町田はいつも旅をしていた。大学卒業後、アジアを重点的にまわり、インドとチベットに強い繋がりをもった。とはいえ、ヨーロッパは彼女にとって新天地であり、パリ、ロンドン、ベニスのような古い町や文化の魅力に捕らわれた。もちろん、それはいつも放浪アーティストにとって容易いことではなかった。なぜ、多くの若い日本人クリエイターが、それを彼らのフラストレーションの解決法と考えるのか不思議に思うだろう。孤立は、またむしろ孤独な状態になりうる。デンマーク人達は親しみやすい反面、色々な場所に招待してくれるようになるまで時間がかかるのだ。町田はこの年、思ったよりあまり生産的ではなかったと認めた。彼女が必要とする特別な画材(日本の特別な和紙と筆や、ドイツのスタビロ製の鉛筆など)を手に入れるのは容易ではないのだ。何度も引越しをし、物を失くし、知らない土地、文化に慣れるのは大変である。すべてを持って、外国に移り住む事の利点は常に複雑なのだ。

デンマークでは「アジア」のアートがとても評価されているものの、無知度もかなり高い。すばらしい施設に敬意のこもった対応だが、作品はしばしば狭い範囲の中でしか理解されない。これはもちろん「マンガ展」でも見られた。束芋と町田は、彼らの作品はマンガとは(明らかに)関係ないことを主張したのだが、その甲斐もなく、両方ポップカルチャーのカテゴリーにぞんざいにまとめいれられた事に不快感を示していた。未だに(女性の作家である場合は特に)「カワイイイイイ」は、ヨーロッパで日本の現代アートを評価する上で最も重要な要素なのである。この二人は、デンマーク人のキュレーターによって、手塚治虫の漫画と北斎のスケッチとの真偽のはっきりしない歴史的つながりの真ん中に位置づけられており、日本に偏在するポップカルチャーの天才のさらなる証拠として紹介されていた。しかし、町田の作品は少々不気味で済まされる物ではなく、到底ポップでもなく、簡単に消化できるようなものでもない。技巧、詳細、すべての線の精密さを生で描いているのを見るのが一番よい。この作業に「フラット」的なものはなにもない。画材もまた、限りなく重要ポイントである。顔料、金属箔のちいさなかけら、最低限に抑えられた色、彼女が紙を四方に張りつけて作るキャンバスのような立体のブロックなど。それらは、間違った動きや下手な取り扱いで繊細な吹きガラスのように粉々になったり、一滴のインクで一瞬にして台無しになる様な作品にみえる。この繊細さと比べるとポップアートの多くは、かなり雑にみえる。

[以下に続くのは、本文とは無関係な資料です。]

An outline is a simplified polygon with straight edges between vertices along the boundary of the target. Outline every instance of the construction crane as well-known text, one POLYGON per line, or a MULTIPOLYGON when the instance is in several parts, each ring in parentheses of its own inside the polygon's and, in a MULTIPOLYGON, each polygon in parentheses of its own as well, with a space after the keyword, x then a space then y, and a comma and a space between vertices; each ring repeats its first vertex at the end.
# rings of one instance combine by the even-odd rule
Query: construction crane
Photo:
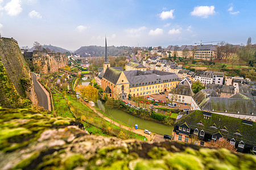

町田は、インスピレーションを求めてデンマークに来たわけではない。彼女の描く形は、どちらかと言えば、ほんの少しあるかないかの内容を伴って完全なる夢の世界から生まれてくる。ただ、彼女は新しく描いている絵のモデルにアジア人ではなく、白人を使う実験を始めたと言っていた。彼女の東京のギャラリーである、西村画廊は立派な古参のギャラリストで、現代アートの主流からはずれ、35年間手堅い商売をしてきた。西村氏は彼女の作品をとても気にかけてくれるが、同時に彼女を東京の主な繋がりから幾分孤立させている。彼女の名を知らしめたのは、2006年に東京都現代美術館で行われたネオ日本画に触発された作品を集めた「No Border」展だった。松井冬子や天明屋尚もここで注目を浴びた。私の手元にあるカタログは、自分では、上手いこと安く手に入れたと思っていたのだが、この二人のページが抜き取られていることに気づいて面食らった。しかし、ポップ/デザインの境界で、この二人の作品は、かなり明らかにイラストレーター的である。町田は日本画との関連や、その他のアーティスト達との関係付けに苛立ちを感じていた。彼女の仕事に伝統主義者的なところはたいしてなく、何年も前に多摩美で受けた訓練とも決別していた。「No Border」展は、一連の日本の若手アーティスト達が、国家の政治的、軍事的過去をほじくり返すことなく、異なった精神的な場所を探求できるような「日本回帰」という観念をもって、何かをしていることを示したかったのかもしれない。このような表現に町田を位置づけることは難しい。彼女は9月に日本に戻る予定であるが、2度目のヨーロッパ長期滞在のための更なる奨学金を得られることを望んでいる。